Jonathan Hardy is an associate professor in MSU’s Department of Microbiology and Molecular Genetics. He was recruited from Stanford to join MSU’s Institute for Quantitative Health Sciences and Engineering. Dr. Hardy has a B.S. in cell and molecular biology from the University of Washington and a Ph.D. in microbiology and immunology from Stanford University.
The Hardy Lab
The Hardy laboratory studies bacterial infections that affect children. Bacteria cause a wide range of pediatric diseases, from painful earaches to life-threatening meningitis, and these infections not only harm children but also cost billions of dollars in health care annually. Because many bacterial pathogens are becoming resistant to antibiotics, it is crucial to understand the basic biology of these organisms, and how they infect our bodies. We use the techniques of molecular imaging to study bacterial pathogens. These tools allow us to monitor the organism in ways that conventional methods cannot, visualizing and quantifying bacteria over time, both in culture and in live animals. In this way, we can study the process of infection as it occurs, without destroying the culture sample or harming the animal.

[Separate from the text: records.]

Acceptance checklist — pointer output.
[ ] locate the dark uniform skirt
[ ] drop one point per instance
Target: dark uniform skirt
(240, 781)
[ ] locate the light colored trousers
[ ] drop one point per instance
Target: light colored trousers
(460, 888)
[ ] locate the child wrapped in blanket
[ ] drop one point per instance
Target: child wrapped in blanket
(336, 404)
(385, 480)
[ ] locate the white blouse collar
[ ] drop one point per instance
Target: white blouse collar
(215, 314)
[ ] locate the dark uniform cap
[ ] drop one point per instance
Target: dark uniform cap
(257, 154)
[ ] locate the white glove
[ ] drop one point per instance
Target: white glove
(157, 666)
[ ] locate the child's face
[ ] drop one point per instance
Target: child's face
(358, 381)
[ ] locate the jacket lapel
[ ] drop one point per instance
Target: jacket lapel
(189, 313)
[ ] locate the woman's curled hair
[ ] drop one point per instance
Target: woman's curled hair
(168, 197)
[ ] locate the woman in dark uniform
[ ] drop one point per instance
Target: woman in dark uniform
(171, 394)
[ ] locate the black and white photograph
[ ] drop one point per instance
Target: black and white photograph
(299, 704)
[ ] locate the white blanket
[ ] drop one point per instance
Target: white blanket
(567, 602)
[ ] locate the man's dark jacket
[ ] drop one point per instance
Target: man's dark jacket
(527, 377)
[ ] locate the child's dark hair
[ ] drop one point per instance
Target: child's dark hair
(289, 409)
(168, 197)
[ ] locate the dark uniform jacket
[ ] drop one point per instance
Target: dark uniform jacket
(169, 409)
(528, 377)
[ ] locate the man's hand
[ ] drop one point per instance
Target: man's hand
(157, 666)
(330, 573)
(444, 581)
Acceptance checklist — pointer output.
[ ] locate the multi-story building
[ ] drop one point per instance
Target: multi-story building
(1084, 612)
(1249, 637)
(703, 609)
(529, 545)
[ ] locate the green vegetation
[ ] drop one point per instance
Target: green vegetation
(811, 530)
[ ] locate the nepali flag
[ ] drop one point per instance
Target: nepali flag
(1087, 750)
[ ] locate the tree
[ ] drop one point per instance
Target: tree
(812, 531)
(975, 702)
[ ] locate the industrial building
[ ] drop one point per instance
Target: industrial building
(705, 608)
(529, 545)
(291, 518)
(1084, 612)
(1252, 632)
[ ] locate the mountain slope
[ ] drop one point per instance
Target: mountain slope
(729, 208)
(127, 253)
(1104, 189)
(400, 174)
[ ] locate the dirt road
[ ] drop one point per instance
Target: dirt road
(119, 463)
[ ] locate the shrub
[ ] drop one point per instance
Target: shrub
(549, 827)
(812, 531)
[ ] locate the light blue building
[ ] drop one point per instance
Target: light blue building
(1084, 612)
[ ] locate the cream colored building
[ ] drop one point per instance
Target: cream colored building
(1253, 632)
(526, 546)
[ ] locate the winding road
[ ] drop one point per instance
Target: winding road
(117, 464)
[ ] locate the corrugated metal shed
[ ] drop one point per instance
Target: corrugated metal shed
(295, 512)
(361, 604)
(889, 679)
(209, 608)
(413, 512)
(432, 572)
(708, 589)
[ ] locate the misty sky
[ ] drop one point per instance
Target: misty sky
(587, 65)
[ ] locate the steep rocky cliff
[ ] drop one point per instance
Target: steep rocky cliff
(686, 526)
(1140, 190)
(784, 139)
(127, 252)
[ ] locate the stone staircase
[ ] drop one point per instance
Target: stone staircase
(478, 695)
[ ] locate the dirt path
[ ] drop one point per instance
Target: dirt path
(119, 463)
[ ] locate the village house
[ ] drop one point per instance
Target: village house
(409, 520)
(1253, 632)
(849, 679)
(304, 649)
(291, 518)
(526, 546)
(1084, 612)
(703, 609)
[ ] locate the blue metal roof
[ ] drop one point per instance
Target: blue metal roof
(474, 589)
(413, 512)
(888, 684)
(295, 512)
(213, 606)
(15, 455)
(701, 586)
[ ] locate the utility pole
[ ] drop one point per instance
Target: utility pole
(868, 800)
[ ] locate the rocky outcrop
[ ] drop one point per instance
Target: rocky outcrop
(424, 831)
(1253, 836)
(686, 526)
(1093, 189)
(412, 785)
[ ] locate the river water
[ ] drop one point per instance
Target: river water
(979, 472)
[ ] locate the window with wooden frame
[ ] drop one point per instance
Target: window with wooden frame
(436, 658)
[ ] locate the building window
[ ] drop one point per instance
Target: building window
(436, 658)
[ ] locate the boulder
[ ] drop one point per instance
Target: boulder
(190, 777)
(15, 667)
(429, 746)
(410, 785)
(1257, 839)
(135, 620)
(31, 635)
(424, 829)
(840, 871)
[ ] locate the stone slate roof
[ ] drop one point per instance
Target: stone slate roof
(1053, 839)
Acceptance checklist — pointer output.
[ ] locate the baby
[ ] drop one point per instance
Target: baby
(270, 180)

One of our most important tools is in vivo bioluminescence imaging (BLI). To image bacteria with BLI, we genetically tag the organism with genes encoding the production of light (bioluminescence). The light from the bacteria can then be detected with a CCD camera, even in a live animal. This method allows us to locate and measure bacterial infection without interfering in the process, enabling us to reveal events not seen using classical procedures.
Some bacteria grow rapidly in the body, whereas others may remain dormant for years before reawakening to cause disease. By monitoring bacterial pathogens non-invasively in live animals over time, we can observe the infection whether or not symptoms are present. Using BLI to image the deadly foodborne bacterial pathogen Listeria monocytogenes, which preferentially infects pregnant women and can cause meningitis in the newborn, we were able to observe the bacteria hiding in the bodies of mice without causing disease. This event was occurring in the lumen of the gallbladder. The discovery was completely unexpected and had never been observed before imaging. Years later, it was confirmed that this event occurs in humans, by researchers at the Pasteur Institute in Paris.
Prenatal infection in women can cause subsequent neurodevelopmental disorders in the child, such as cerebral palsy, schizophrenia and even autism. We are using imaging to study prenatal infection in mice, in the hope of understanding how this occurs. We have used BLI to observe infection progressing in pregnant mice, without affecting the process of birth, and allowing us to test behavioral changes in the offspring. In combination with other techniques such as MRI and ultrasound, we have accessed windows into the growth of the live fetus in the effort to understand this mysterious process and reveal how infection can subtly impact the development of the brain.
Molecular imaging has changed our view of bacterial infection, and the Hardy lab is fortunate to be located in the amazing environment of IQ, where we have found people and resources that have greatly expanded the horizons of our research.